Ces non signifiaient oui8.
Dans cet échange de quatre courtes répliques, les deux femmes évoquent sans le dire explicitement le meurtre d’Honoré par Ennemonde ayant précipité son mari sous les sabots du mulet. Des années plus tard, Ennemonde interroge sa fille la plus aimante pour savoir si cette dernière avait connaissance de la vraie nature de sa mère et, malgré cela, l’aimait. C’est donc un dialogue essentiel, presque sublime, qui aboutira à la rupture entre les deux femmes, Alithéa semblant n’avoir supporté le meurtre de son père que tant qu’il n’était pas dit. Ce dialogue, pourtant, ne dit pas mais fait comprendre, puisque « ces non signifiaient oui ». Aussi le seul dialogue, à proprement parler, du récit est-il un « négatif » représentant la poétique lacunaire, elliptique et allusive du roman. Sylvie Milcent-Lawson l’écrit dans son article « Dialogue » du Dictionnaire Giono : « Plus que d’apporter des informations ou de faire progresser l’action, la fonction principale du dialogue gionien est d’instaurer une tension narrative, c’est pourquoi son centre est souvent sa part d’obscurité9. »
Nous voyons que la composition du récit participe de l’« ascétisme narratif » choisi par Giono pour élaborer ce roman du non-dit. À cette économie de la forme narrative répondent des techniques stylistiques qui troublent l’interprétation grâce à ce que nous pourrions appeler des figures de l’ambivalence ou de l’implicite. Comme l’écrit le narrateur dans une remarque toute métalittéraire qui signe un pacte de lecture : « On ne se disait pas tout, mais on se disait certaines choses ; restait à interpréter10. » C’est en effet ce que le lecteur lui-même doit faire dans Ennemonde et autres caractères qui apparaît comme le règne de l’ambiguïté.

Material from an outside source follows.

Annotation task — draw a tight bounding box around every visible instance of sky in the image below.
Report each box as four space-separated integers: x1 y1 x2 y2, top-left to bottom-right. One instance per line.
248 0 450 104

Le style à l’épreuve du non-dit : les figures de l’ambivalence
Dans Ennemonde et autres caractères, le discours du narrateur est miné par l’ironie qui introduit alors dans le style du récit une ambivalence constante. En témoigne ce passage évoquant la mort d’un autre témoin gênant, Martin, à qui Ennemonde a donné de l’argent en échange d’un service :
Martin passa commande à Sisteron d’un car tout neuf avec lequel il comptait installer une ligne dans la vallée du Jabron. Il n’en eut pas le temps ; il était batailleur, l’argent lui donna des ergots, et il fut tué, avant même de faire rouler sa patache, par un Piémontais, qu’on arrêta à Laragne, et qui fut jugé à Gap. Là, évidemment, il était question de hasard ; mais de hasard raisonné. On ne peut pas toujours tout faire soi-même, il faut aussi (judicieusement) un peu compter sur les autres11.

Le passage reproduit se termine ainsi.